Antes de seguir quisiera resaltar que esto, que puede estar siendo leído como si fuera un cuento, como una película irreal y ficticia, quizá es bueno recordar que es un ejemplo que está poniendo Dios, la Segunda Persona de la Santísima Trinidad, Jesucristo, el Hijo de María. Y, como leemos en el Evangelio de hoy, llegará el momento de la cosecha, es decir que “la cosecha es el fin del tiempo, y los segadores los ángeles”, como leemos en el Evangelio de hoy.

Bueno, pues en todo este tiempo, ciertamente más en la infancia, adolescencia y juventud, pero también aunque de modo distinto cuando los hijos ya se han independizado, los padres juegan un papel muy importante en la educación de los hijos. Ciertamente está la libertad de cada cual. Y se podrá responsabilizar o no a los padres de que unos hijos hayan cogido “la buena semilla” que plantó Jesucristo, y la hayan aprovechado, es decir, dejado arraigar, crecer y fructificar en frutos de santidad y amor, o la hayan pisoteado y ahogado con las pasiones o desobediencias a la Ley de Dios.

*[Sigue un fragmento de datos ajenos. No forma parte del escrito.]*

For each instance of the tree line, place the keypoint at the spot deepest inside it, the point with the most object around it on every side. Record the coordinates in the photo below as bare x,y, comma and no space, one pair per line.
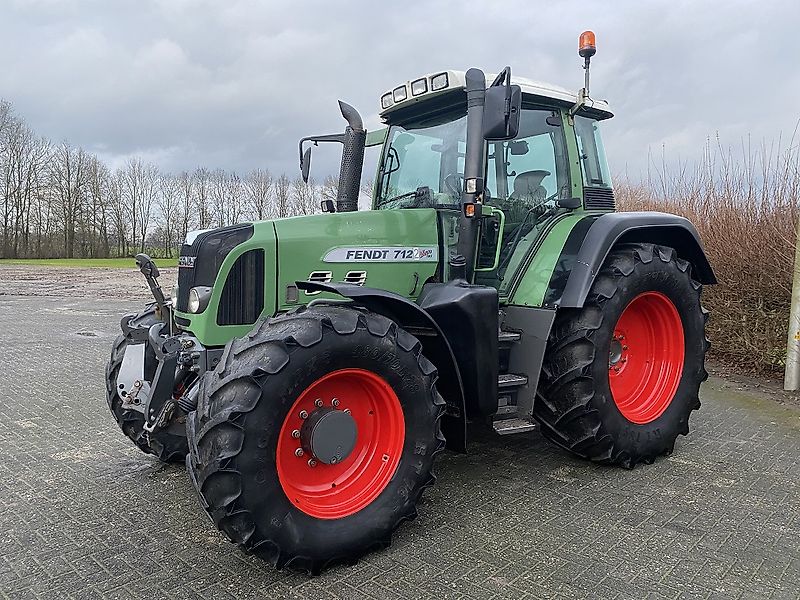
58,200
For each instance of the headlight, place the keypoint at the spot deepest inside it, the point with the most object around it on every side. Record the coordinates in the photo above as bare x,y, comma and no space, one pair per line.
198,299
439,82
399,93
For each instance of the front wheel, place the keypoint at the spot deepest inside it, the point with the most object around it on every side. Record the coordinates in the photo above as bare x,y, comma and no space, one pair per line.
622,374
315,436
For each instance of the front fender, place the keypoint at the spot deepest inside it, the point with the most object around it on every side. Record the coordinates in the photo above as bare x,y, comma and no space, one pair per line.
435,347
627,227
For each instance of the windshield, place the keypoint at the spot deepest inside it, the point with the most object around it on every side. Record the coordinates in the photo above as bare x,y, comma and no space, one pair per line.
423,164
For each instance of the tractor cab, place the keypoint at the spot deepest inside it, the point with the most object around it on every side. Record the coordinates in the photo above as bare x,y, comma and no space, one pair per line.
554,164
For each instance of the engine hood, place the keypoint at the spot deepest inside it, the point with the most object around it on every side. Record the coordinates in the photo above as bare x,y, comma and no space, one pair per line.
391,250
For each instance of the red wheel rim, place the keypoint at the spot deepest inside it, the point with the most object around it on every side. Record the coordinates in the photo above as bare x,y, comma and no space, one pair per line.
333,491
646,357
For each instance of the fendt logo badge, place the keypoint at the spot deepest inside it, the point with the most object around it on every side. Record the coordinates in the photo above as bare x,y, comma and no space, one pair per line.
383,254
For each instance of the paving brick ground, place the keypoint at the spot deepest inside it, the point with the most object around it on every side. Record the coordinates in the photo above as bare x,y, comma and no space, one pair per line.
84,514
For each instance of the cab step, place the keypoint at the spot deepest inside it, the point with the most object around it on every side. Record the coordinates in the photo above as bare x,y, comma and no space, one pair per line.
511,380
516,425
508,337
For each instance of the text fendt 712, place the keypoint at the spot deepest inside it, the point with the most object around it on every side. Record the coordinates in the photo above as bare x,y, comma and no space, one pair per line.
310,369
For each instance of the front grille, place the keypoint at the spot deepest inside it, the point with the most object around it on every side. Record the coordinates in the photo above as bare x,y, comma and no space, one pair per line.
242,299
200,261
319,277
598,198
356,277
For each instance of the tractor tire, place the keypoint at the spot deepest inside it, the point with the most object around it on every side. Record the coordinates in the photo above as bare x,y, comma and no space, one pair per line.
166,445
257,439
622,374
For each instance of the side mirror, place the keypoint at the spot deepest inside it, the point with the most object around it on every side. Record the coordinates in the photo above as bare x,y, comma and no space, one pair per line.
305,164
501,112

Decimos “podrá responsabilizarse a los padres o no”, porque a veces, se da el error en algunos padres de sufrir por malas conductas de sus hijos, pensando que no le dieron buen ejemplo, que no le enseñaron el buen camino, que no los educaron cristianamente bien, etc. Y eso, puede ser verdad o no. No siempre existe una relación de causa y efecto: padres malos, hijos malos, padres buenos, hijos buenos. Los padres ciertamente deben hacer examen para saber hasta qué punto pueden ser responsables o no del comportamiento de sus hijos, pero el resultado del examen no es siempre ni necesariamente, ante hijos malos, “somos culpables”, porque está la libertad de los hijos: y con padres muy malos, hay hijos muy buenos, y con padres buenos, hay hijos malos. (“buenos” o “malos”, aquí es siempre acordes o no con la ley de Dios)

Hoy acudimos a San Joaquín y a Santa Ana para rogarles que los padres sean santos y que los hijos, entonces, sigan el ejemplo de sus padres.